Improving Position Estimation in Double-Sided Strip (DSS) High-Purity Germanium HPGe Detectors for Gamma-ray Imaging

Abstract

Double-sided strip (DSS) high-purity germanium (HPGe) detectors are potentially useful for nuclear medicine imaging, particularly in Single Photon Computed Emission Tomography (SPECT), where high energy and high spatial resolution are required for an accurate reconstructed SPECT image. The DSS electrode configuration allows for sub-strip spatial resolution, reducing the number of readout channels required. Reconstructed images in our first prototype small-animal SPECT system exhibited artifacts, which we attributed to mis-positioning of events near the strip edges. To study the detector response and acquire data to facilitate the development of an alternative position estimation method, we scanned a detector with a focused beam (~25x25 $\mu m^{2}$ at 131 keV, Beamline 6-ID-D) at the Advanced Photon Source at Argonne National Laboratory. Maximum-likelihood position estimation was performed at each of nine depths separately using 1-D (independent x and y estimation) and 2-D multivariate Gaussian models.
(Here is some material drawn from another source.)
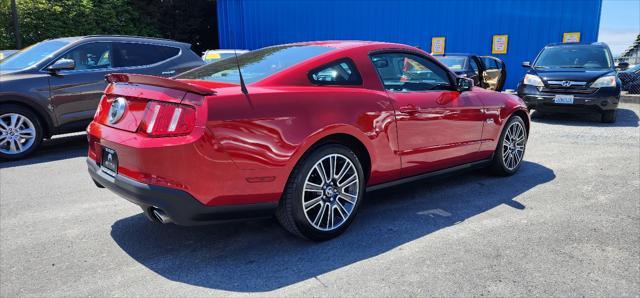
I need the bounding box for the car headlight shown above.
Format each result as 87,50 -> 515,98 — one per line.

Results show that we can reduce the distortion of mis-placed events at the edge, with a trade-off in spatial resolution. We have also used the Fisher Information Matrix to calculate the Cram\'{e}r-Rao lower bound to probe the expected limiting spatial resolution as a function of interaction location. The variation in our spatial resolution did not reach the Cram\'{e}r-Rao Lower Bound limit; which could be due to the following detector limitations: photo-electron range, the size of the charge cloud, and Compton scatters.